I was watching my granddaughters hockey game the other night when this phrase suddenly entered my mind. The girls are typical of kids this age in their skillset as hockey players. As individuals they vary in their strengths. There are tall and short. Some skate well and others not as well. There are some with great stick handling techniques while others are still learning. And then there are those who appear to have what I call the hockey brain. This is about having an innate ability to understand the game as a chess player would understand the chess board. My husband called it “seeing the whole ice”. Like a good chess player, they can see the game a few moves ahead.
Hockey is a fast paced game and if your opponent is putting on the pressure panic mode can set in quite quickly. This is when mistakes are made. Panic passes are often intercepted. Players get physical, drawing penalties. And sometimes everything they practice over and over again leaves their brains in stressful moments. After the last game I realized why the term “catch and release” came to mind. You have to do one before the other. Always, I saw many instances where the girls tried to make plays before having full possession of the puck. Or they waited for a pass while the other team intercepted rather than rush to it. I realized in each instance where they made mistakes, they were thinking about what they were going to do next. Rather than focusing on the current task.
The term may relate to fishing but it is something in every sport. In baseball we teach kids to catch then throw. When they are young they are excited and often miss the catch because they are thinking about the throw. I watch young people at basketball practice while I wait to watch my daughter play ball hockey. The biggest errors seem to be disconnects between the catch and the shot. I took Kung Fu for many years and the greatest lesson was block then punch. If you aren’t defending properly against your opponent you’re going to catch a few fists in the face. It is true that with practice we can do things faster but the skill must be perfected first. In team sports nothing could be more important. A team is a bunch of individuals. A good team or a winning team is one that works as an individual, incorporating each persons unique skills.
I am a dreamer of sorts. An ideas person in many ways. I often fail to follow through. I am good at the catch part of life. I have the idea. I see the vision of the end. It’s the doing that often stumps me. Lots of people live life that way. Looking down the road to a time when all of their problems in life are gone. Life will be fine. Yet missing out on today. There is this magical time in life somewhere off in the future when things are all going to be great. Yet many never get to that period in life. They spend all of their years plugging away, often at things they don’t like. Just to get to the good part. They aren’t focusing on the catch portion of their dreams. What do they really want out of life? The answer to that isn’t what will happen 10, 20, 30 years down the road. The answer to that is right now. Yep. The catch is the answer. It’s the good part.
A fisherman who casts a line, feels the tug, battles the fish and finally pulls in the biggest guy he has ever caught, takes a picture and puffs his chest as he wipes his sweaty brow. That is the joy of the moment. The thrill. The excitement. The pride not just in the fish but in winning the battle. And then comes the bitter sweet moment. Releasing the one who lost back into the water to live to fight another day. The fisherman cracks a beer and relives the moment with friends. But there is a melancholy. He did it. Now what? Well, he goes fishing again. Because it is the thrill of the catch that brings him satisfaction.
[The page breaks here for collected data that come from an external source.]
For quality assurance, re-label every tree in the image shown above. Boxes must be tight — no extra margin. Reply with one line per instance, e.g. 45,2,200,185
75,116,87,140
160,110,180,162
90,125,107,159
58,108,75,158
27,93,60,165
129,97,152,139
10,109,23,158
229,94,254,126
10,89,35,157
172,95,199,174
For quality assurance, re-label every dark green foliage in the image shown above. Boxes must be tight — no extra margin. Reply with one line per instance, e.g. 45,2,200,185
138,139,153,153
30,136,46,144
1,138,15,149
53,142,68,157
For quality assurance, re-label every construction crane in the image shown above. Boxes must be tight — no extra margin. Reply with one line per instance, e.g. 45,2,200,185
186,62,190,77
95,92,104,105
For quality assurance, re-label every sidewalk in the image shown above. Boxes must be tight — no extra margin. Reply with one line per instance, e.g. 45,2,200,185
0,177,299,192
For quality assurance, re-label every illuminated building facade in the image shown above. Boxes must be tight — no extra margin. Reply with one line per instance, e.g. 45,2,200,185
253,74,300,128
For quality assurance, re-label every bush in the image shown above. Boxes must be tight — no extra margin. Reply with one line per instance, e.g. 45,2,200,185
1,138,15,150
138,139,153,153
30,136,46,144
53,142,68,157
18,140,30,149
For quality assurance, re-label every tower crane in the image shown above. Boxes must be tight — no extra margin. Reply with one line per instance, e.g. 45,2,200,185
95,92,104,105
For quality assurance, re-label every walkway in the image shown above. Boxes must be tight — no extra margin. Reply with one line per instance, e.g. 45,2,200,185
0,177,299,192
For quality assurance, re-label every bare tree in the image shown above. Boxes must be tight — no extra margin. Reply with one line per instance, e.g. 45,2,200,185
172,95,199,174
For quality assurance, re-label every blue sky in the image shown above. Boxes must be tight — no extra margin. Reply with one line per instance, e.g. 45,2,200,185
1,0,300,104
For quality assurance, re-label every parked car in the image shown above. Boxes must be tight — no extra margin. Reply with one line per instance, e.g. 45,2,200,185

I have so many plans for the future. A future that is getting shorter and shorter. Some will be realized and many won’t. Every day I get up in the morning and the first thought is “what am I going to do today”. Is this the day I finally start to recover my comfy chair by the window? I bought the material two years ago. Or is this the day I really get in some serious work on the never ending novel I am kind of writing? Or will I go for a walk. Bake some bread. Clean out a closet. Lunch with a girlfriend. Hit the gym. No matter what it is, at the end of the day I find I fall into bed happy and weary. Resting up for the morning which may or may not come. And that is okay because I have caught all the things I needed to catch up to this point. I have learned that is what is joyful. Not the future end point. But right this second. This moment. This catch.